I have finally completed a 35,000 word story that I started over two years ago, about a couple who are dropped into a Fantasy World. That’s always been a favourite theme of mine, but till now I had never found a way to make a relevant statement with it. This time I think I have, and it feels good to have a first draft of a decent length story down.

The second thing I am working on has grown out of that first: another story that is a parable, or a metaphor of people in our world, told in a Fantasy setting. That one is looking like coming in at around 10,000 words, but I think it will need to be culled to around half that on revision.

An examination of Genres.

November 11th, 2009

I’ve started posting my own fiction work, The Genre Tunnel in episodes. Each only runs to around 10 – 15 thousand words, so can be easily ripped through in an afternoon.

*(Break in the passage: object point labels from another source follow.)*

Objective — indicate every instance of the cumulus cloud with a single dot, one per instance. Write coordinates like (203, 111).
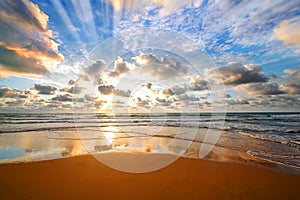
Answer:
(72, 90)
(122, 93)
(45, 89)
(260, 89)
(288, 32)
(237, 73)
(223, 95)
(71, 82)
(64, 97)
(163, 69)
(166, 6)
(120, 67)
(197, 83)
(106, 89)
(26, 44)
(292, 85)
(94, 72)
(6, 92)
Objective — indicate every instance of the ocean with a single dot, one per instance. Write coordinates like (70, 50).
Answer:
(268, 139)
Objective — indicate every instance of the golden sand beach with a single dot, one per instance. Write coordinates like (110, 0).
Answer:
(84, 177)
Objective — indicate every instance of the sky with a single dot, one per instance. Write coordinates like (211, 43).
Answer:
(149, 56)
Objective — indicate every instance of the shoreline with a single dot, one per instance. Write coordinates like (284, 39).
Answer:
(85, 177)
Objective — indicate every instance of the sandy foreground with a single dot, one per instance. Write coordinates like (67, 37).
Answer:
(84, 177)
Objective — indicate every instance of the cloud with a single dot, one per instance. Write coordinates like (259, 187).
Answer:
(119, 68)
(45, 89)
(71, 82)
(288, 32)
(65, 97)
(106, 89)
(260, 89)
(164, 68)
(292, 85)
(167, 92)
(166, 6)
(122, 93)
(223, 95)
(90, 98)
(6, 92)
(72, 90)
(197, 83)
(94, 72)
(26, 44)
(237, 73)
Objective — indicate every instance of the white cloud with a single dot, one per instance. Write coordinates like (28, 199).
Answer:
(26, 44)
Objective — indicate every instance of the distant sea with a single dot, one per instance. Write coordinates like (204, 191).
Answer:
(268, 138)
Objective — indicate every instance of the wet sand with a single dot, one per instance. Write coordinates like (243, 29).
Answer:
(84, 177)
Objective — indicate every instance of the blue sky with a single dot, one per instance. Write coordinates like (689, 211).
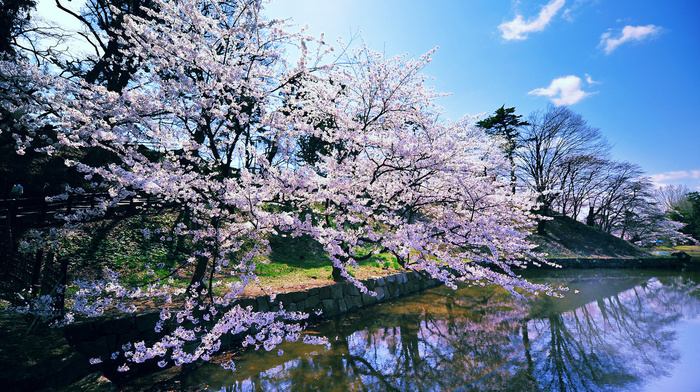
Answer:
(630, 67)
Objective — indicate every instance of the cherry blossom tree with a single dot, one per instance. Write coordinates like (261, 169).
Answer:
(212, 121)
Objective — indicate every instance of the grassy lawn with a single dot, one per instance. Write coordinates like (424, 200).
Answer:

If you’re lucky, they’ll keep you busy for a week’s worth of morning train trips to work.

The first one, The Mystery of Huntley Manor, is available in the Prose section of the website….

Prose ahoy!

November 6th, 2009

Dear god.

Well, this website was bound to get embarassing. I have gone and  uploaded what is probably the most shameful thing that it has ever been my immense pleasure to have a hand in writing.

The Novel Experiment, by 6 Mad Bastards, is now downloadable, for your reading masochism.